Whoever sees, 'neath Winter's field of snow, The silent harvest of the future grow,God's power must know.
Whoever lies down on his couch to sleep, Content to lock each sense in slumber deep, Knows God will keep.
Whoever says, "To-morrow," "The Unknown,” "The Future," trusts that Power alone, He dares disown.
The heart that looks on when the eyelids close, And dares to live when life has only woes, God's comfort knows.
And day by day, and night, unconsciously, The heart lives by that faith the lips denyGod knoweth why!
ON A VIRTUOUS YOUNG GENTLEWOMAN WHO DIED SUDDENLY.
These lines, given in some collections as anonymous, were written by William Cartwright, born in England in 1611, and educated at Oxford. He took orders, and in 1643 became junior proctor and reader in metaphysics at the University, but died the same year of a malignant fever. A collected edition of his "Comedies, Tragi-Comedies, and other Poems," appeared in 1647, and again in 1651. He seems to have been a favorite with his contemporaries; and Ben Jonson remarked of him, "My son Cartwright writes all like a man." He must have cultivated poetry in his youth, for he was only twenty-six at the time of the death of Jonson, whose loss he mourned in a eulogy of which the following lines are a specimen:
"But thou still putt'st true passion on; dost write With the same courage that tried captains fight; Giv'st the right blush and color unto things; Low without creeping, high without loss of wings; Smooth yet not weak, and, by a thorough care, Big without swelling, without painting, fair."
When the old flaming Prophet climbed the sky, Who at one glimpse did vanish, and not die, He made more preface to a death than this: So far from sick she did not breathe amiss.

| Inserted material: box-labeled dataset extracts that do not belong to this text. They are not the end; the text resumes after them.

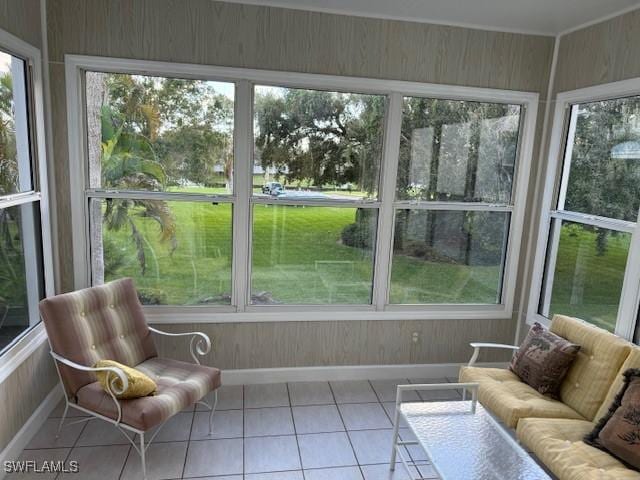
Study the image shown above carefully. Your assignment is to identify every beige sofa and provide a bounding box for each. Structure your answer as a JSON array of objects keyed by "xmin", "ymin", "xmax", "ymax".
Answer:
[{"xmin": 460, "ymin": 315, "xmax": 640, "ymax": 480}]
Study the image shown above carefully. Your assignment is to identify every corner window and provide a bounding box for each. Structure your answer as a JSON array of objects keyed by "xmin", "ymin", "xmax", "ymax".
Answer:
[
  {"xmin": 0, "ymin": 50, "xmax": 45, "ymax": 352},
  {"xmin": 538, "ymin": 97, "xmax": 640, "ymax": 331},
  {"xmin": 389, "ymin": 97, "xmax": 521, "ymax": 304},
  {"xmin": 85, "ymin": 72, "xmax": 235, "ymax": 305},
  {"xmin": 72, "ymin": 56, "xmax": 537, "ymax": 321}
]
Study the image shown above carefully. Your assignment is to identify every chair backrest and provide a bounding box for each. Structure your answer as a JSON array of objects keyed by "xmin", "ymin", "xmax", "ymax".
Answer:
[{"xmin": 40, "ymin": 278, "xmax": 157, "ymax": 397}]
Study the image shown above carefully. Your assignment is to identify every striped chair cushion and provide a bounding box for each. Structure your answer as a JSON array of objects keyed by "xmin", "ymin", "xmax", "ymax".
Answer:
[
  {"xmin": 78, "ymin": 358, "xmax": 221, "ymax": 431},
  {"xmin": 40, "ymin": 278, "xmax": 157, "ymax": 397}
]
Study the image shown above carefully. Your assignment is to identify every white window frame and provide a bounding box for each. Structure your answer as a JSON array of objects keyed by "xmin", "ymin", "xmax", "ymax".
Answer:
[
  {"xmin": 65, "ymin": 55, "xmax": 538, "ymax": 323},
  {"xmin": 527, "ymin": 78, "xmax": 640, "ymax": 340},
  {"xmin": 0, "ymin": 29, "xmax": 55, "ymax": 372}
]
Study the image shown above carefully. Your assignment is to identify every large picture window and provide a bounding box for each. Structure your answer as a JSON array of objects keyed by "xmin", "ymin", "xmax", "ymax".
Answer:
[
  {"xmin": 251, "ymin": 85, "xmax": 386, "ymax": 305},
  {"xmin": 536, "ymin": 91, "xmax": 640, "ymax": 336},
  {"xmin": 0, "ymin": 39, "xmax": 52, "ymax": 353},
  {"xmin": 72, "ymin": 56, "xmax": 537, "ymax": 319},
  {"xmin": 85, "ymin": 72, "xmax": 234, "ymax": 305}
]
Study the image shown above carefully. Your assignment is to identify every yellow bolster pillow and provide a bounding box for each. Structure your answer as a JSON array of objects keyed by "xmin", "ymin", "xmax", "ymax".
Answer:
[{"xmin": 93, "ymin": 360, "xmax": 158, "ymax": 400}]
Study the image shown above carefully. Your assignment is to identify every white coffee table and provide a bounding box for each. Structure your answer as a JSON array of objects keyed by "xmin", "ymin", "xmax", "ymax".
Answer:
[{"xmin": 390, "ymin": 383, "xmax": 550, "ymax": 480}]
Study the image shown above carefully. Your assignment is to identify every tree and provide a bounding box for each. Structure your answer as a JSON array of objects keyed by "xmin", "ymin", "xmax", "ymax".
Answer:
[
  {"xmin": 565, "ymin": 97, "xmax": 640, "ymax": 256},
  {"xmin": 102, "ymin": 106, "xmax": 177, "ymax": 275},
  {"xmin": 255, "ymin": 89, "xmax": 385, "ymax": 193}
]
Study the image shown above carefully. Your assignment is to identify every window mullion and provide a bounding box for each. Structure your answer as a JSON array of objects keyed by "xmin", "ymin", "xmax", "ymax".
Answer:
[
  {"xmin": 615, "ymin": 216, "xmax": 640, "ymax": 341},
  {"xmin": 551, "ymin": 210, "xmax": 636, "ymax": 233},
  {"xmin": 558, "ymin": 105, "xmax": 578, "ymax": 210},
  {"xmin": 372, "ymin": 93, "xmax": 403, "ymax": 310},
  {"xmin": 231, "ymin": 80, "xmax": 253, "ymax": 312}
]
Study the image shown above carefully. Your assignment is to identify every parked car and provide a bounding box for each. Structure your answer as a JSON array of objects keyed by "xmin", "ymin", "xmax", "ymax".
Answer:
[{"xmin": 262, "ymin": 182, "xmax": 284, "ymax": 195}]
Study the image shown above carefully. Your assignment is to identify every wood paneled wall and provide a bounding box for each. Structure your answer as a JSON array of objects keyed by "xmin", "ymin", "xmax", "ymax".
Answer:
[
  {"xmin": 0, "ymin": 0, "xmax": 42, "ymax": 48},
  {"xmin": 0, "ymin": 342, "xmax": 58, "ymax": 451},
  {"xmin": 0, "ymin": 0, "xmax": 58, "ymax": 451},
  {"xmin": 48, "ymin": 0, "xmax": 554, "ymax": 368},
  {"xmin": 154, "ymin": 319, "xmax": 513, "ymax": 369}
]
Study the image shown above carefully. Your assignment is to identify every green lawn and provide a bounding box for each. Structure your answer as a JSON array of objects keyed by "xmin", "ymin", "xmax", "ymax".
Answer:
[
  {"xmin": 550, "ymin": 223, "xmax": 631, "ymax": 331},
  {"xmin": 104, "ymin": 198, "xmax": 628, "ymax": 316}
]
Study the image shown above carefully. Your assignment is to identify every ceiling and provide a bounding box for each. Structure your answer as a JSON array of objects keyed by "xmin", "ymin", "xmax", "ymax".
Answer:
[{"xmin": 220, "ymin": 0, "xmax": 640, "ymax": 35}]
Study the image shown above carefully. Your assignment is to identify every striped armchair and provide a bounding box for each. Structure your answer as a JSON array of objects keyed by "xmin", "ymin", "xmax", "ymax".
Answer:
[{"xmin": 40, "ymin": 278, "xmax": 221, "ymax": 478}]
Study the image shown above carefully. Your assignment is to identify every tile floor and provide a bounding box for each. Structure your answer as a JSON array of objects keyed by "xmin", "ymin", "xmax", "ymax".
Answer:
[{"xmin": 8, "ymin": 379, "xmax": 460, "ymax": 480}]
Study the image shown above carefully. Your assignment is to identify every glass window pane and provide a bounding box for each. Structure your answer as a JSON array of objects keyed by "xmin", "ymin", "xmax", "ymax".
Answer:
[
  {"xmin": 541, "ymin": 220, "xmax": 631, "ymax": 331},
  {"xmin": 251, "ymin": 205, "xmax": 377, "ymax": 305},
  {"xmin": 0, "ymin": 204, "xmax": 44, "ymax": 351},
  {"xmin": 253, "ymin": 86, "xmax": 386, "ymax": 199},
  {"xmin": 396, "ymin": 97, "xmax": 521, "ymax": 203},
  {"xmin": 90, "ymin": 199, "xmax": 232, "ymax": 305},
  {"xmin": 559, "ymin": 97, "xmax": 640, "ymax": 222},
  {"xmin": 0, "ymin": 51, "xmax": 33, "ymax": 196},
  {"xmin": 390, "ymin": 210, "xmax": 510, "ymax": 304},
  {"xmin": 86, "ymin": 72, "xmax": 234, "ymax": 194}
]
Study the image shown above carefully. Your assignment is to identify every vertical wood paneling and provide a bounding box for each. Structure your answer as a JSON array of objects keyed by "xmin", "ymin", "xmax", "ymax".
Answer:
[
  {"xmin": 0, "ymin": 0, "xmax": 42, "ymax": 48},
  {"xmin": 555, "ymin": 10, "xmax": 640, "ymax": 92},
  {"xmin": 48, "ymin": 0, "xmax": 553, "ymax": 368},
  {"xmin": 155, "ymin": 320, "xmax": 514, "ymax": 369},
  {"xmin": 0, "ymin": 0, "xmax": 58, "ymax": 458},
  {"xmin": 0, "ymin": 342, "xmax": 58, "ymax": 451}
]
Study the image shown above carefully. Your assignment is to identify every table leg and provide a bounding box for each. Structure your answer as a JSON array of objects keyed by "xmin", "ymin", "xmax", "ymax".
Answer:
[{"xmin": 389, "ymin": 392, "xmax": 400, "ymax": 471}]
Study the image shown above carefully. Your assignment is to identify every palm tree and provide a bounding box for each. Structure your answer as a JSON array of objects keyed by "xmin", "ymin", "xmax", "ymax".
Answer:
[{"xmin": 101, "ymin": 106, "xmax": 177, "ymax": 275}]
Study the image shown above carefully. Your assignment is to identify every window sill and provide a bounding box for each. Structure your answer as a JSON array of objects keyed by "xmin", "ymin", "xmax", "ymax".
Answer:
[
  {"xmin": 144, "ymin": 305, "xmax": 512, "ymax": 324},
  {"xmin": 0, "ymin": 322, "xmax": 47, "ymax": 383}
]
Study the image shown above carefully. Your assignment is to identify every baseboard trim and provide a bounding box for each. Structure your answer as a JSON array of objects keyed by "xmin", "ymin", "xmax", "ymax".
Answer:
[
  {"xmin": 222, "ymin": 363, "xmax": 506, "ymax": 385},
  {"xmin": 0, "ymin": 384, "xmax": 63, "ymax": 480}
]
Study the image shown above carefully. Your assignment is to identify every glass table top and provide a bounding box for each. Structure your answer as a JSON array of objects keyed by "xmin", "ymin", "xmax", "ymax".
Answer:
[{"xmin": 400, "ymin": 401, "xmax": 550, "ymax": 480}]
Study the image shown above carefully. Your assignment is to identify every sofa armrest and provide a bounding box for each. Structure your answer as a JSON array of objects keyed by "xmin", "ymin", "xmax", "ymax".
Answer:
[
  {"xmin": 149, "ymin": 327, "xmax": 211, "ymax": 365},
  {"xmin": 467, "ymin": 342, "xmax": 520, "ymax": 367}
]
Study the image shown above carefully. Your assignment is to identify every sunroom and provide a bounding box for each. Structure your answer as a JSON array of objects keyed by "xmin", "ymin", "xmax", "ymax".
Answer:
[{"xmin": 0, "ymin": 0, "xmax": 640, "ymax": 480}]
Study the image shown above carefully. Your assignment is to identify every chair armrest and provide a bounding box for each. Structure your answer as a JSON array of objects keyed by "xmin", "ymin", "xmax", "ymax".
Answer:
[
  {"xmin": 467, "ymin": 342, "xmax": 520, "ymax": 367},
  {"xmin": 51, "ymin": 351, "xmax": 129, "ymax": 397},
  {"xmin": 49, "ymin": 350, "xmax": 129, "ymax": 424},
  {"xmin": 149, "ymin": 327, "xmax": 211, "ymax": 365}
]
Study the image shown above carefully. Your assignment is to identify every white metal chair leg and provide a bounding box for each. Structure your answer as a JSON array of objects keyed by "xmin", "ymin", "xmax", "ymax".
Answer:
[
  {"xmin": 389, "ymin": 389, "xmax": 402, "ymax": 471},
  {"xmin": 209, "ymin": 390, "xmax": 218, "ymax": 435},
  {"xmin": 56, "ymin": 402, "xmax": 69, "ymax": 438},
  {"xmin": 140, "ymin": 432, "xmax": 147, "ymax": 480}
]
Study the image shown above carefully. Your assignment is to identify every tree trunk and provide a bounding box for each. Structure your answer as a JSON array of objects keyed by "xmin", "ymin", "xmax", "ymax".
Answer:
[{"xmin": 86, "ymin": 72, "xmax": 107, "ymax": 285}]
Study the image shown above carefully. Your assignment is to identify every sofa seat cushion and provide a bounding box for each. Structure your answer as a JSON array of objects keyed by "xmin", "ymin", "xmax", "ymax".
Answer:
[
  {"xmin": 460, "ymin": 367, "xmax": 584, "ymax": 428},
  {"xmin": 77, "ymin": 357, "xmax": 221, "ymax": 431},
  {"xmin": 549, "ymin": 315, "xmax": 630, "ymax": 420},
  {"xmin": 517, "ymin": 418, "xmax": 640, "ymax": 480}
]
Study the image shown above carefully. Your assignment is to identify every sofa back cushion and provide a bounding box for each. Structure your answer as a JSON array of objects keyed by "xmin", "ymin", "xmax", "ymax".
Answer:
[
  {"xmin": 549, "ymin": 315, "xmax": 630, "ymax": 420},
  {"xmin": 593, "ymin": 345, "xmax": 640, "ymax": 422},
  {"xmin": 40, "ymin": 278, "xmax": 157, "ymax": 396},
  {"xmin": 584, "ymin": 368, "xmax": 640, "ymax": 470},
  {"xmin": 509, "ymin": 322, "xmax": 580, "ymax": 400}
]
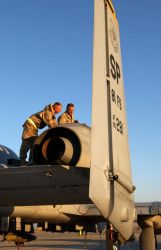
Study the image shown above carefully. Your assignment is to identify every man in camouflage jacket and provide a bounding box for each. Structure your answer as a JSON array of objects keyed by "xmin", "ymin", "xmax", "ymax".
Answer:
[
  {"xmin": 58, "ymin": 103, "xmax": 75, "ymax": 124},
  {"xmin": 20, "ymin": 102, "xmax": 62, "ymax": 165}
]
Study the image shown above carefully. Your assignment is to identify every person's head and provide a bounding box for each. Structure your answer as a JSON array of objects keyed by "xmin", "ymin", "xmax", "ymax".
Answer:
[
  {"xmin": 53, "ymin": 102, "xmax": 62, "ymax": 114},
  {"xmin": 66, "ymin": 103, "xmax": 74, "ymax": 115}
]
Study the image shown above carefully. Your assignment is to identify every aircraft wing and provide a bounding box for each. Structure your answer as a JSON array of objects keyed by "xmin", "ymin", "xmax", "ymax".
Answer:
[{"xmin": 0, "ymin": 165, "xmax": 91, "ymax": 206}]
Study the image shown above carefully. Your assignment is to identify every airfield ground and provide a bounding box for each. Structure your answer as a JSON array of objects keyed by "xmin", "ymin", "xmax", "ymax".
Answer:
[{"xmin": 0, "ymin": 232, "xmax": 161, "ymax": 250}]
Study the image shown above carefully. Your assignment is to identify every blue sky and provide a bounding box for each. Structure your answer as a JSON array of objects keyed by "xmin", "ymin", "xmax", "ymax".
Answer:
[{"xmin": 0, "ymin": 0, "xmax": 161, "ymax": 201}]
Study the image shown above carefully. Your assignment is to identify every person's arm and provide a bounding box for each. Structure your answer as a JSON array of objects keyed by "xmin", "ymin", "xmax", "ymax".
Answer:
[
  {"xmin": 43, "ymin": 110, "xmax": 58, "ymax": 128},
  {"xmin": 58, "ymin": 114, "xmax": 67, "ymax": 124}
]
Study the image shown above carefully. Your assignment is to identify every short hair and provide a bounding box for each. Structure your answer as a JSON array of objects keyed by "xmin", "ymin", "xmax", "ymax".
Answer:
[
  {"xmin": 66, "ymin": 103, "xmax": 74, "ymax": 109},
  {"xmin": 52, "ymin": 102, "xmax": 63, "ymax": 107}
]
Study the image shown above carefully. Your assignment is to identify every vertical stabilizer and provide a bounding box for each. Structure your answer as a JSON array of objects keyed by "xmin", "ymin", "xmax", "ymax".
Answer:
[{"xmin": 89, "ymin": 0, "xmax": 135, "ymax": 239}]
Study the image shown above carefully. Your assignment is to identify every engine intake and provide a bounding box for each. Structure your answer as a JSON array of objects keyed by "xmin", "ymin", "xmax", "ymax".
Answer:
[{"xmin": 33, "ymin": 124, "xmax": 90, "ymax": 167}]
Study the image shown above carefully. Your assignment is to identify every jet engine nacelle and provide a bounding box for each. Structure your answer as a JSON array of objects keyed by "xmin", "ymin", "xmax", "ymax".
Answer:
[{"xmin": 33, "ymin": 124, "xmax": 91, "ymax": 167}]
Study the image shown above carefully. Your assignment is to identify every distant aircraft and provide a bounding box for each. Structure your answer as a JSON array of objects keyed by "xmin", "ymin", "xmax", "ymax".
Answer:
[{"xmin": 0, "ymin": 0, "xmax": 160, "ymax": 250}]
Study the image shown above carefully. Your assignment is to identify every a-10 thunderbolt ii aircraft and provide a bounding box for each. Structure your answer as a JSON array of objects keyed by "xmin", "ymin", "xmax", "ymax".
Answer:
[{"xmin": 0, "ymin": 0, "xmax": 160, "ymax": 250}]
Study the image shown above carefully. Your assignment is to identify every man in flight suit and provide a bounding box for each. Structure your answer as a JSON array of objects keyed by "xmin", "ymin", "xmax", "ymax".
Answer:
[
  {"xmin": 20, "ymin": 102, "xmax": 62, "ymax": 165},
  {"xmin": 58, "ymin": 103, "xmax": 75, "ymax": 124}
]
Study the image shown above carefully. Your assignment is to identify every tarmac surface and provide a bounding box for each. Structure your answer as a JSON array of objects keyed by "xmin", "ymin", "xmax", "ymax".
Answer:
[{"xmin": 0, "ymin": 232, "xmax": 161, "ymax": 250}]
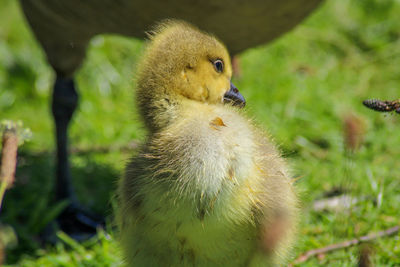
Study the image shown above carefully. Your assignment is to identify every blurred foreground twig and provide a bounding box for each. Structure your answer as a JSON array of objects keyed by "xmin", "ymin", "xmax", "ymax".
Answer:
[
  {"xmin": 363, "ymin": 99, "xmax": 400, "ymax": 114},
  {"xmin": 0, "ymin": 120, "xmax": 31, "ymax": 210},
  {"xmin": 293, "ymin": 226, "xmax": 400, "ymax": 264}
]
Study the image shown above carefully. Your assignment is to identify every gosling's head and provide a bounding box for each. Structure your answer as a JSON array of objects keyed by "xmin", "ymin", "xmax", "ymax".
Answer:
[{"xmin": 137, "ymin": 21, "xmax": 245, "ymax": 118}]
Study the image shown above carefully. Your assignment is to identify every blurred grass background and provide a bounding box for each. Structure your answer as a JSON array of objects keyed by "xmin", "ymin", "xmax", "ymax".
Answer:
[{"xmin": 0, "ymin": 0, "xmax": 400, "ymax": 266}]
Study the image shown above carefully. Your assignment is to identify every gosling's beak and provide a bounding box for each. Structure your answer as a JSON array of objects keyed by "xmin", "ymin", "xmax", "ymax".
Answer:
[{"xmin": 224, "ymin": 82, "xmax": 246, "ymax": 108}]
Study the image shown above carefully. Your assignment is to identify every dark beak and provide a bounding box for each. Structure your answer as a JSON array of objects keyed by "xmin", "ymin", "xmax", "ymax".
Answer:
[{"xmin": 224, "ymin": 82, "xmax": 246, "ymax": 108}]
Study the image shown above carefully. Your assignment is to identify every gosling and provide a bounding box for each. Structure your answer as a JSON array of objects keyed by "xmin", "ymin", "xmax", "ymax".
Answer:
[{"xmin": 118, "ymin": 21, "xmax": 297, "ymax": 266}]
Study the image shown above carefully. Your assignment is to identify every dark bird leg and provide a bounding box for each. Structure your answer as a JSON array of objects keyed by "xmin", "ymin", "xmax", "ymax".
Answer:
[{"xmin": 52, "ymin": 75, "xmax": 103, "ymax": 240}]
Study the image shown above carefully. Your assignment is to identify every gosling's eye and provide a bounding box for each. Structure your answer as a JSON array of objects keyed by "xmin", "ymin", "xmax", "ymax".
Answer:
[{"xmin": 213, "ymin": 59, "xmax": 224, "ymax": 73}]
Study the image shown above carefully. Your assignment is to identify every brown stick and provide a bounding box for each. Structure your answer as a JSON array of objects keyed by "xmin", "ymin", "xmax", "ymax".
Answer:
[
  {"xmin": 293, "ymin": 226, "xmax": 400, "ymax": 264},
  {"xmin": 0, "ymin": 129, "xmax": 18, "ymax": 209},
  {"xmin": 0, "ymin": 129, "xmax": 18, "ymax": 188}
]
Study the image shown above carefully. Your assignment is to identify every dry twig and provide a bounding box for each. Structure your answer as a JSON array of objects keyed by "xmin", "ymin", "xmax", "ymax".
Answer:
[
  {"xmin": 363, "ymin": 99, "xmax": 400, "ymax": 114},
  {"xmin": 293, "ymin": 226, "xmax": 400, "ymax": 264},
  {"xmin": 0, "ymin": 128, "xmax": 18, "ymax": 209}
]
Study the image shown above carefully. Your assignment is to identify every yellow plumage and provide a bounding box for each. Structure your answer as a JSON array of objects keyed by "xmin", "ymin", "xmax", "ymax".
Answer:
[{"xmin": 118, "ymin": 21, "xmax": 297, "ymax": 266}]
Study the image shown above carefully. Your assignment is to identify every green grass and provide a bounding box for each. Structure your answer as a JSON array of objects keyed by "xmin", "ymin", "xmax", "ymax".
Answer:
[{"xmin": 0, "ymin": 0, "xmax": 400, "ymax": 266}]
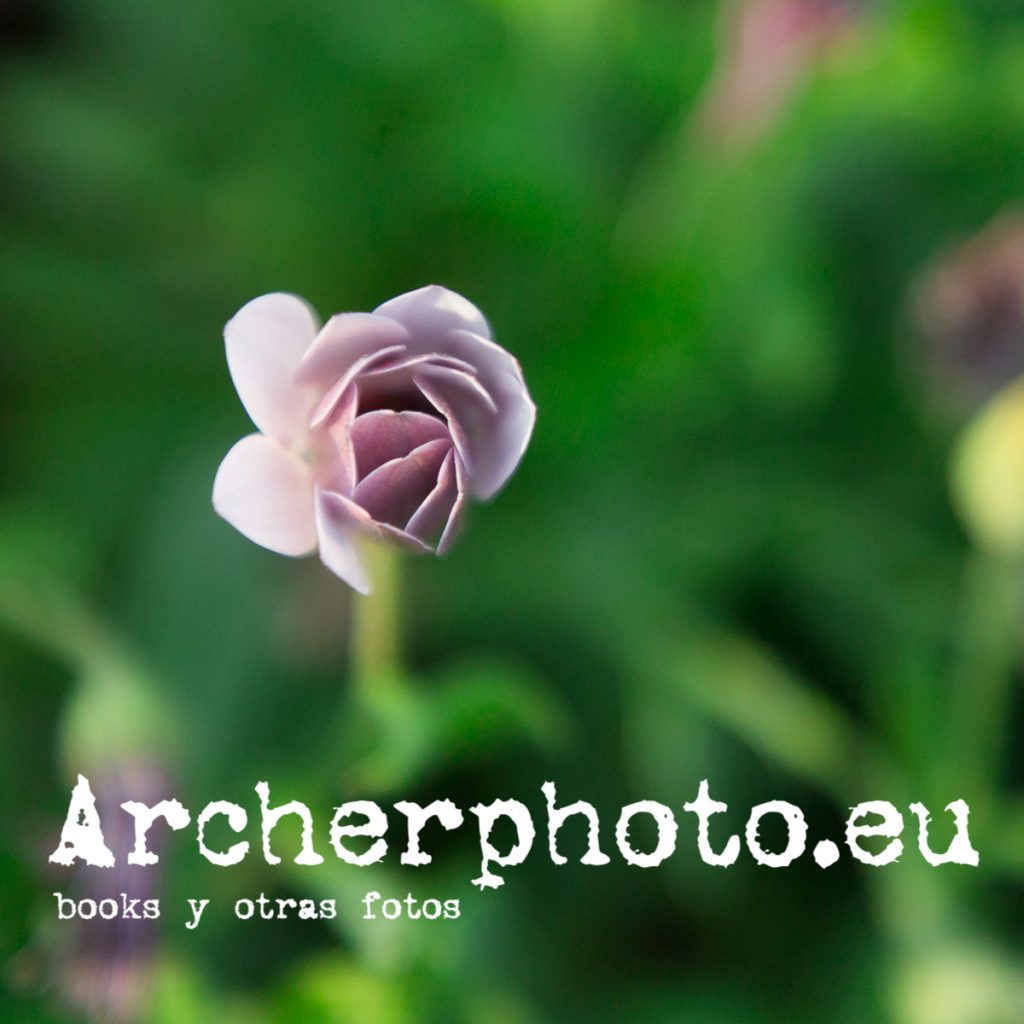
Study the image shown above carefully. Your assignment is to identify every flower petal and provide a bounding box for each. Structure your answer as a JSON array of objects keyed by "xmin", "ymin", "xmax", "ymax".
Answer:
[
  {"xmin": 213, "ymin": 434, "xmax": 316, "ymax": 556},
  {"xmin": 374, "ymin": 285, "xmax": 490, "ymax": 339},
  {"xmin": 309, "ymin": 345, "xmax": 406, "ymax": 430},
  {"xmin": 224, "ymin": 292, "xmax": 316, "ymax": 446},
  {"xmin": 437, "ymin": 452, "xmax": 466, "ymax": 555},
  {"xmin": 321, "ymin": 490, "xmax": 431, "ymax": 554},
  {"xmin": 416, "ymin": 348, "xmax": 536, "ymax": 499},
  {"xmin": 406, "ymin": 452, "xmax": 459, "ymax": 544},
  {"xmin": 349, "ymin": 409, "xmax": 451, "ymax": 478},
  {"xmin": 428, "ymin": 331, "xmax": 537, "ymax": 500},
  {"xmin": 295, "ymin": 313, "xmax": 409, "ymax": 393},
  {"xmin": 352, "ymin": 438, "xmax": 452, "ymax": 529},
  {"xmin": 314, "ymin": 487, "xmax": 371, "ymax": 594}
]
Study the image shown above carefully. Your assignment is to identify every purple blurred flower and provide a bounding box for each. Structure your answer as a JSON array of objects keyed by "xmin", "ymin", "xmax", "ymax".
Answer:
[
  {"xmin": 696, "ymin": 0, "xmax": 864, "ymax": 148},
  {"xmin": 911, "ymin": 208, "xmax": 1024, "ymax": 408},
  {"xmin": 213, "ymin": 285, "xmax": 536, "ymax": 594},
  {"xmin": 54, "ymin": 762, "xmax": 172, "ymax": 1024}
]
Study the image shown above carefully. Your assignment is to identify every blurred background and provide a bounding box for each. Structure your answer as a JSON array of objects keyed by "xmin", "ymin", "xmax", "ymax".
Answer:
[{"xmin": 6, "ymin": 0, "xmax": 1024, "ymax": 1024}]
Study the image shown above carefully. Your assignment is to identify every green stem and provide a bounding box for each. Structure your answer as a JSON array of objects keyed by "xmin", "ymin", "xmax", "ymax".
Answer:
[
  {"xmin": 350, "ymin": 544, "xmax": 401, "ymax": 695},
  {"xmin": 939, "ymin": 554, "xmax": 1022, "ymax": 817}
]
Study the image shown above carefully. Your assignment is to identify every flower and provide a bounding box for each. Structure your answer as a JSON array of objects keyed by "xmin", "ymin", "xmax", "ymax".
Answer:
[
  {"xmin": 213, "ymin": 285, "xmax": 536, "ymax": 594},
  {"xmin": 911, "ymin": 207, "xmax": 1024, "ymax": 412}
]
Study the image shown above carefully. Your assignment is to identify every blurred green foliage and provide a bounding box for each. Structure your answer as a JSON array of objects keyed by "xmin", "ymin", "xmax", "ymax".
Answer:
[{"xmin": 6, "ymin": 0, "xmax": 1024, "ymax": 1024}]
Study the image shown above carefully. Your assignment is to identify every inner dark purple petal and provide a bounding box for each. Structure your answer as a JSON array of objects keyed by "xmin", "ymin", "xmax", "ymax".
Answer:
[
  {"xmin": 358, "ymin": 352, "xmax": 474, "ymax": 417},
  {"xmin": 349, "ymin": 409, "xmax": 450, "ymax": 480},
  {"xmin": 352, "ymin": 437, "xmax": 452, "ymax": 528}
]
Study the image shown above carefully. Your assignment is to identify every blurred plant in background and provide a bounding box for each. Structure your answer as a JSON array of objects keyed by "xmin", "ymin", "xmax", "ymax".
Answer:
[{"xmin": 0, "ymin": 0, "xmax": 1024, "ymax": 1024}]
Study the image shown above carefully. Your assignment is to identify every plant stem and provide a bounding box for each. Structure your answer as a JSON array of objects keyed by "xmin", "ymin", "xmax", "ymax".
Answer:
[
  {"xmin": 350, "ymin": 544, "xmax": 401, "ymax": 695},
  {"xmin": 941, "ymin": 554, "xmax": 1022, "ymax": 816}
]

She who to Heaven more heaven doth annex, Whose lowest thought was above all our sex, Accounted nothing death but t' be reprieved, And died as free from sickness as she lived. Others are dragged away, or must be driven; She only saw her time, and stepped to Heaven, Where Seraphims view all her glories o'er As one returned, that had been there before. For while she did this lower world adorn, Her body seemed rather assumed than born: So rarefied, advanced, so pure and whole, That body might have been another's soul; And equally a miracle it were
That she could die, or that she could live here.